Pixel 10, Google mette Rust nel modem per chiudere una falla enorme

Google ha fatto una mossa insolita ma sensata: ha infilato un componente Rust nel modem del Pixel 10 per ridurre la superficie d’attacco del livello più delicato del telefono. Qui non si parla di un’app, ma del cuore radio che gestisce traffico cellulare, chiamate e servizi dati. Se il browser è la porta d’ingresso più visibile, il modem è la serratura nascosta nel muro.

La storia parte da un dato scomodo, evidenziato da Project Zero e ripreso da Ars Technica e dal Google Online Security Blog: sui modem Pixel è stato possibile ottenere remote code execution via Internet. Quando un componente che vive nel firmware baseband accetta input non fidati, gli errori di memoria diventano una festa per chi attacca. E nel mondo di C e C++ legacy, la festa finisce spesso male.

Google non ha riscritto il modem da zero, scelta che sarebbe quasi fantasy industriale. Ha puntato invece sul DNS parser, un punto perfetto perché la telefonia moderna passa sempre più da reti dati e da servizi che dipendono da risoluzione nomi e parsing di input esterni. Il pezzo nuovo è stato scritto in Rust, con la sua logica di memory-safety e borrow checker, poi innestato nell’architettura esistente del modem. È un intervento chirurgico, non cosmetico.

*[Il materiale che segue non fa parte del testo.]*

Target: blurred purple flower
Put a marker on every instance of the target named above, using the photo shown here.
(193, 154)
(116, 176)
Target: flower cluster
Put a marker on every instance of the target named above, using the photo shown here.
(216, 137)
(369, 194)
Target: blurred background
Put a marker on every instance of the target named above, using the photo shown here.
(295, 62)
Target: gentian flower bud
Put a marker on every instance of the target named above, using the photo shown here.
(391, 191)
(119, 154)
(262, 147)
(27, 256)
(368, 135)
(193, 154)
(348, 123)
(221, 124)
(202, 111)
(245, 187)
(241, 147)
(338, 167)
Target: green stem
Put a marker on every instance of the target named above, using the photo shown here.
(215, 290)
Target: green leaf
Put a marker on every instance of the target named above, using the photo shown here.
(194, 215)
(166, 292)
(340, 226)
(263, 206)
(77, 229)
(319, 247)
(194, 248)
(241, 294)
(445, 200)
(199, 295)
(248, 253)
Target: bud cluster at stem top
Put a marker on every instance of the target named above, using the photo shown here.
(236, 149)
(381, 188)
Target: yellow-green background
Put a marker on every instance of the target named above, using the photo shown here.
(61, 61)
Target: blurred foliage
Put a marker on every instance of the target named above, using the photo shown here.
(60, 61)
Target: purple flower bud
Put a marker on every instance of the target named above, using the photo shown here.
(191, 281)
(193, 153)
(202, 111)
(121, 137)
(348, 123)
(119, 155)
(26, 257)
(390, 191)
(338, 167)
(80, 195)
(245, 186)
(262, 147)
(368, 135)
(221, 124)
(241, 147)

Il dettaglio interessante è la scelta di hickory-proto, una libreria Rust con buona manutenzione e test coverage, adattata con supporto no_std per stare dentro i vincoli del firmware. In pratica Google ha preferito una soluzione robusta e leggibile a una scorciatoia di performance. Tradotto in linguaggio umano: meglio qualche byte in più oggi che un’altra CVE domani.

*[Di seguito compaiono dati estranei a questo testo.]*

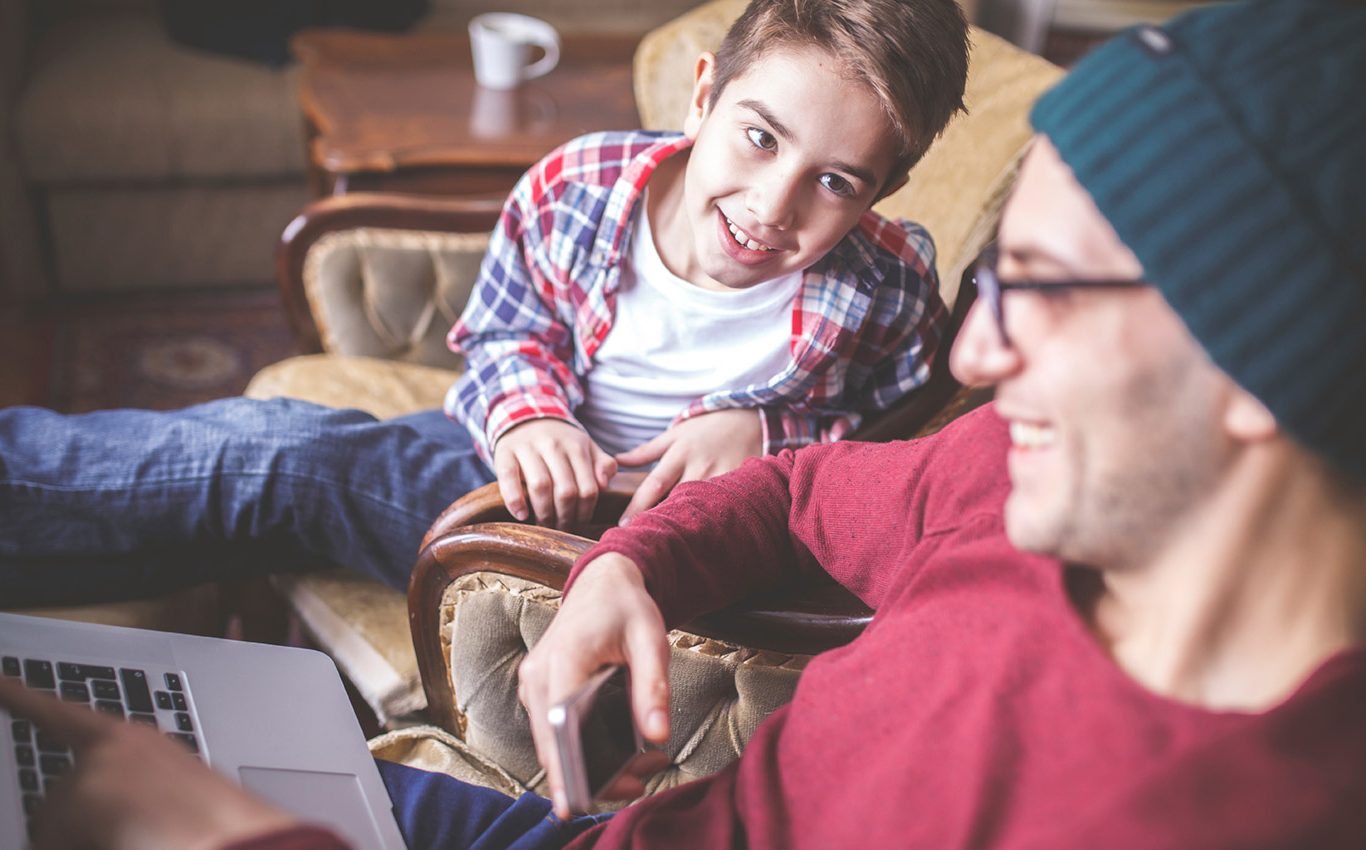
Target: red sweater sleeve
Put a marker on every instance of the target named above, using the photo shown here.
(851, 509)
(293, 838)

Non è la fine di tutti i problemi del baseband, ma è un cambio di passo. Per anni la sicurezza mobile ha lavorato soprattutto sopra il modem, con patch, sandbox e controlli applicativi. Qui invece il colpo arriva sotto, dove il codice è più vecchio, più opaco e spesso più fragile. È anche un segnale industriale: se un gigante come Google riesce a mettere Rust in un punto così sensibile, altri vendor Android avranno meno scuse per continuare a vivere nel culto del firmware ereditato.

Se vi interessa il contesto più ampio dei Pixel, c’è anche un precedente recente sul caos del March update che ha mandato in crisi alcuni modelli: segno che quando Google mette mano ai Pixel, oggi la posta in gioco non è solo la feature, ma la fiducia di sistema.

Perché è importante per l’Italia

In Italia i Pixel non sono un fenomeno di massa, ma restano un riferimento per chi compra import, per chi segue Android da vicino e per chi valuta un telefono anche per la sua politica di sicurezza. Se Google porta Rust nel modem, il messaggio arriva anche qui: la baseband non può restare il regno indisturbato del codice ereditato. Per chi usa eSIM, 5G e servizi voce/dati sempre più integrati, non è una nota tecnica da nerd, è una tutela concreta.

In breve

  • Google ha inserito un componente Rust nel modem del Pixel 10.
  • Obiettivo: ridurre i rischi di exploit nel firmware baseband.
  • Il punto chiave è il DNS parser, non la riscrittura totale del modem.
  • La scelta di memory-safety può fare scuola nel mondo Android.